Em setembro de 2020, o Brasil lançou a nota de R$ 200, estampada com o lobo-guará. A previsão inicial era que cerca de 450 milhões de unidades circulassem — um total aproximado de R$ 90 bilhões. Porém, cinco anos depois, o cenário é bem diferente.
Em vez das 450 milhões previstas, hoje existem cerca de 161.754.593 notas de R$ 200 em circulação — pouco mais de R$ 32,35 bilhões. Isso mostra uma grande diferença entre o planejado e o que realmente aconteceu.
Fatores que explicam a diferença
Crescimento dos pagamentos digitais: A popularização do Pix reduziu drasticamente a necessidade de dinheiro físico.
Comportamento durante a pandemia: No início da crise, muitos guardaram dinheiro em espécie, especialmente em cédulas de maior valor, que depois não voltaram totalmente à circulação.
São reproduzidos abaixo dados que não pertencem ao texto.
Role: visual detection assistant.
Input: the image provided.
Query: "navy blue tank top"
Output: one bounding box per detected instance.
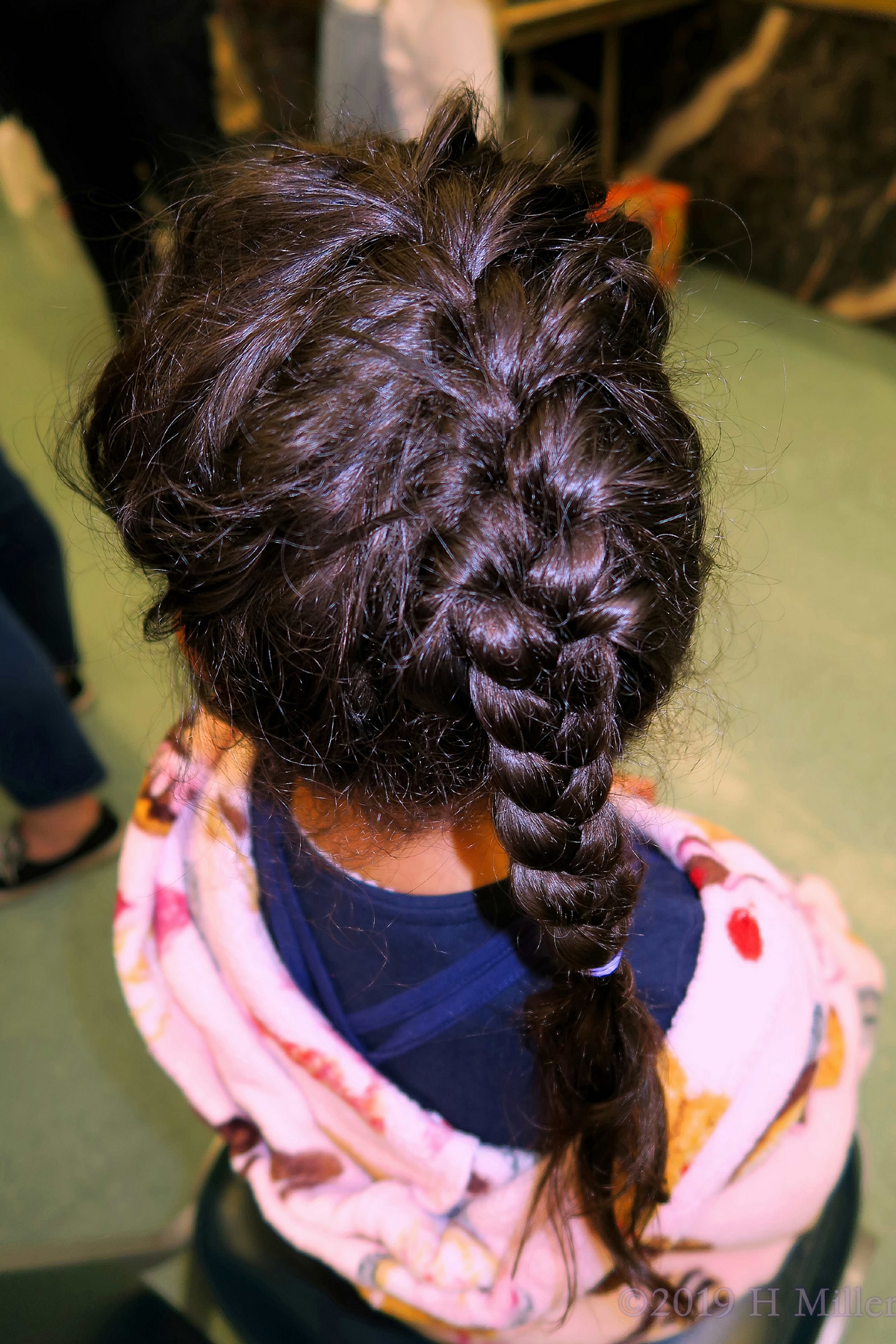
[251,797,703,1148]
Menor demanda por notas altas: Transações do dia a dia raramente exigem valores tão altos, além da dificuldade de troco.
Custo de produção e desperdício: A fabricação de cédulas em excesso gera gastos de impressão, transporte e armazenamento.
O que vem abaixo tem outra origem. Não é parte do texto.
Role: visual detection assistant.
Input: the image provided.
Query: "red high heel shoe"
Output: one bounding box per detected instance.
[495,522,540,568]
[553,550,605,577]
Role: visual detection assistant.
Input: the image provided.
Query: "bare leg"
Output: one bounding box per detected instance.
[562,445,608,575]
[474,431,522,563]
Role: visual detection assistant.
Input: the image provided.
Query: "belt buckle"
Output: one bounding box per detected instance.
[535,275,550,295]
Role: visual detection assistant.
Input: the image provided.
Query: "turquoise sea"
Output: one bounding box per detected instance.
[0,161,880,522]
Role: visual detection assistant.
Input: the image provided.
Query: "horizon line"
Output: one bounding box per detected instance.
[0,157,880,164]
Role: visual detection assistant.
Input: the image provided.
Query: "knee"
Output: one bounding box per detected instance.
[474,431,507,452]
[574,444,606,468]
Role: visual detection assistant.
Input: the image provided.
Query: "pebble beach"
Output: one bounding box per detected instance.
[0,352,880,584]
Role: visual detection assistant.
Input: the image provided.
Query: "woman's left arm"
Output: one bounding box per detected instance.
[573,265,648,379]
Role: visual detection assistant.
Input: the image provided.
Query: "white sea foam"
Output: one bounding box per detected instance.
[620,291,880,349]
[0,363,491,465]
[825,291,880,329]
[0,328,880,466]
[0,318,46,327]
Mudança nos hábitos de consumo: Pagamentos digitais se consolidaram, sobretudo em transações menores.
Nota presente, mas invisível: As cédulas de R$ 200 continuam válidas, porém raramente vistas no comércio ou em compras cotidianas.
Cinco anos depois de sua criação, a nota de R$ 200 tornou-se mais um símbolo da transição para os pagamentos digitais do que um instrumento comum no bolso do brasileiro. Embora continue válida, sua presença está longe de ser tão marcante quanto o planejado inicialmente.